NVIDIA H100 GPU set new AI benchmark records, establishing performance leadership.
NVIDIA's H100 Tensor Core GPU has delivered record-breaking results in the latest MLPerf v2.1 benchmarking tests. MLPerf v2.1, a product of MLCommons, provides benchmarking for machine learning models, software, and hardware and serves as the industry benchmark for deep learning, AI training, AI inference, and HPC. The specific test, MLPerf Inference v2.1, measures inference performance and how fast a system can process inputs and produce results using a trained model. The H100 is NVIDIA's ninth-generation data center GPU and compared to NVIDIA's previous generation A100 GPU, provides an order-of-magnitude greater performance for large-scale AI and HPC.
In the Data Center category, the NVIDIA H100 Tensor Core GPU delivered the highest per-accelerator performance across every workload for both the Server and Offline tests, with up to 4.5x more performance in the Offline scenario and up to 3.9x more in the Server scenario than the A100 Tensor Core GPU. NVIDIA attributes part of the superior performance of the H100 on the BERT NLP model to its Transformer Engine. The new engine, combined with NVIDIA Hopper FP8 Tensor Cores, delivers up to 9x faster AI training and 30x faster AI inference speedups on large language models as compared to the prior generation.

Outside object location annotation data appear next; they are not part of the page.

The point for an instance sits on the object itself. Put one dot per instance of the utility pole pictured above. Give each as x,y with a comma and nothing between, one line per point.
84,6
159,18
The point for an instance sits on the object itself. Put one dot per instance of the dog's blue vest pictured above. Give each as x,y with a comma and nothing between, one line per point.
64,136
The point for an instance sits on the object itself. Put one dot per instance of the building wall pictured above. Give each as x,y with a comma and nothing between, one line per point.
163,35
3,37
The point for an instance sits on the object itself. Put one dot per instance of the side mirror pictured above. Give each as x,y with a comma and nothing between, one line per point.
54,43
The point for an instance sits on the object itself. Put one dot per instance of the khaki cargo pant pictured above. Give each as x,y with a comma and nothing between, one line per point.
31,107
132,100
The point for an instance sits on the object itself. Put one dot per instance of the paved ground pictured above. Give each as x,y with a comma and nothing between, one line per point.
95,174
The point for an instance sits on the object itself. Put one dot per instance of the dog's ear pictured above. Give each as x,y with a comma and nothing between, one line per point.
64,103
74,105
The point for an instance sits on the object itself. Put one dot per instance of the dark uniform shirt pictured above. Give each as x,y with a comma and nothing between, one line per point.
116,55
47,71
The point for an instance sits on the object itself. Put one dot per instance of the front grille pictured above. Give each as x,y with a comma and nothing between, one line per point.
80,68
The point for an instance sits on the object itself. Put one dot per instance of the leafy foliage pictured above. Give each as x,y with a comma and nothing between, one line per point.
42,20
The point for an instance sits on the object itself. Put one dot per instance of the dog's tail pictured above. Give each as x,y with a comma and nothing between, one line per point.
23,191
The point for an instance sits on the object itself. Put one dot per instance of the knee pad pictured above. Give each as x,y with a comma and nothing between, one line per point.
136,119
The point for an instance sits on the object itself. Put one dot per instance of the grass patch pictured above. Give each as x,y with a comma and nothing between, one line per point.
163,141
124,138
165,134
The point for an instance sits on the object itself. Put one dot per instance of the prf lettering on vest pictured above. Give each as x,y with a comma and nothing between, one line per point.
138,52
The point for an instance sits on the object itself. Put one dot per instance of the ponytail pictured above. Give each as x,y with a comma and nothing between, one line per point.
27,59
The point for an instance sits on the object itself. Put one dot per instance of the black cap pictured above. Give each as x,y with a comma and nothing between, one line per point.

Speed is particularly crucial because huge AI models can have trillions of parameters and may require months to train with that amount of data. NVIDIA's Transformer Engine provides additional speed by using 16-bit floating-point precision and a new 8-bit floating-point data format that increases Tensor Core throughput by 2x and reduces memory requirements by 2x compared to 16-bit floating-point. These improvements, plus advanced Hopper software algorithms, allow models to be trained within days or hours instead of months, enabling earlier returns on investment and faster implementation of operational improvements.
Although the H100 is the latest GPU generation, NVIDIA's prior generation A100 GPU continues to produce record results and high performance. In edge computing, NVIDIA Jetson AGX Orin, built for edge AI and robotic applications, ran every MLPerf benchmark in edge computing, winning more tests than any other low-power system-on-a-chip. Orin performed up to 5x faster than its prior-generation Jetson AGX Xavier module while delivering an average of 2x better energy efficiency, and for MLPerf v2.1, demonstrated additional energy efficiency improvements of up to 50% compared to its earlier MLPerf results in April.
The H100's first MLPerf Inference v2.1 submission set new per-accelerator performance records on all workloads in the data center scenario and delivered up to 4.5x higher performance than the A100, with increased performance resulting from Hopper architectural breakthroughs and software optimizations that leveraged the new capabilities.